Researchers at the University of Chicago found that dieters who were well rested lost more fat—56% of their weight loss—than those who were sleep deprived, who lost more muscle mass. (They shed similar amounts of total weight regardless of sleep.)

Dieters in the study also felt more hungry when they got less sleep.

"Sleep and metabolism are controlled by the same sectors of the brain," Dr. Rapoport says. "When you are sleepy, certain hormones go up in your blood, and those same hormones drive appetite."

 

  • Lower Stress

"Sleep can definitely reduce levels of stress, and with that people can have better control of their blood pressure," Dr. Jean says. "It’s also believed that sleep effects cholesterol levels, which plays a significant role in heart disease."

 

  • Avoid Accidents

The National Highway Traffic Safety Administration reported in 2009 that being tired accounted for the highest number of fatal single-car run-off-the-road crashes due to the driver’s performance—even more than alcohol!

"Sleepiness is grossly underrated as a problem by most people, but the cost to society is enormous," Dr.
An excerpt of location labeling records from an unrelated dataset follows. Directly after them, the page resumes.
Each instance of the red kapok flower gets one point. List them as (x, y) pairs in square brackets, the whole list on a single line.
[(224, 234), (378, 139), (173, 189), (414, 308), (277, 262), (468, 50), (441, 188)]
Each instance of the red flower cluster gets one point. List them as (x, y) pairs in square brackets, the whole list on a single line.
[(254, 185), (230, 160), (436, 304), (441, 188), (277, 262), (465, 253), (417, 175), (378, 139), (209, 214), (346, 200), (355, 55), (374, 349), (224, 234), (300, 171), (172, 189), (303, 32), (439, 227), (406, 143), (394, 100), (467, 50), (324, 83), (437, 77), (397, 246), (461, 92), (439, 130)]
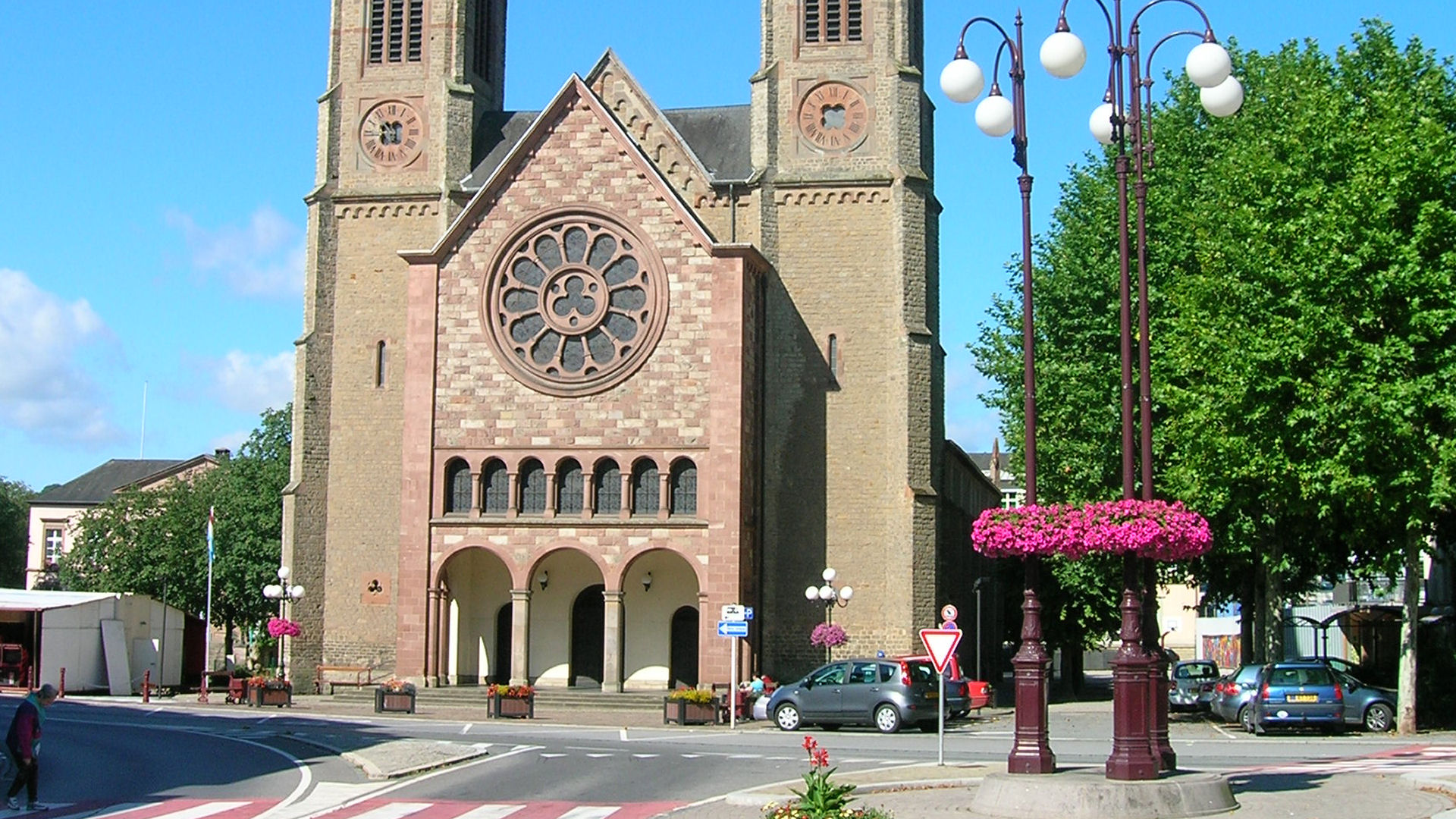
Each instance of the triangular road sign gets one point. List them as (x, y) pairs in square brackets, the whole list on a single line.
[(941, 643)]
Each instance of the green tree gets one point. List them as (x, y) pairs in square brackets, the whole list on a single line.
[(155, 541), (15, 531), (1302, 271)]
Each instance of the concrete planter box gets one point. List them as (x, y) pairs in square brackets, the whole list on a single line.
[(686, 713), (517, 707), (277, 694), (394, 701)]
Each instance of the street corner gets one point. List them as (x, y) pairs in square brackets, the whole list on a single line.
[(395, 758)]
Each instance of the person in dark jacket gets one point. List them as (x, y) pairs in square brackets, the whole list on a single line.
[(24, 742)]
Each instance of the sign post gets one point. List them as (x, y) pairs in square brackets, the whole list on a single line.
[(941, 643), (733, 626)]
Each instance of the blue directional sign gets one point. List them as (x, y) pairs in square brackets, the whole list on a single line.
[(733, 629)]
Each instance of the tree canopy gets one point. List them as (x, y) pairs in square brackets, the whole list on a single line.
[(1304, 318), (155, 541)]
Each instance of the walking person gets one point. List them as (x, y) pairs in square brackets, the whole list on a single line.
[(24, 742)]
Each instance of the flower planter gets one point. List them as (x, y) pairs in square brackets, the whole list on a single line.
[(686, 713), (395, 701), (277, 694), (519, 707), (237, 691)]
Rapoport says. "Sleeplessness affects reaction time and decision making."

Insufficient sleep for just one night can be as detrimental to your driving ability as having an alcoholic drink

 

  • Steer Clear of Depression

"A lack of sleep can contribute to depression," Dr. Jean says. "A good night’s sleep can really help a moody person decrease their anxiety. You get more emotional stability with good sleep."

"If you sleep more on the weekends, you simply aren’t sleeping enough in the week," he says. "It’s all about finding a balance.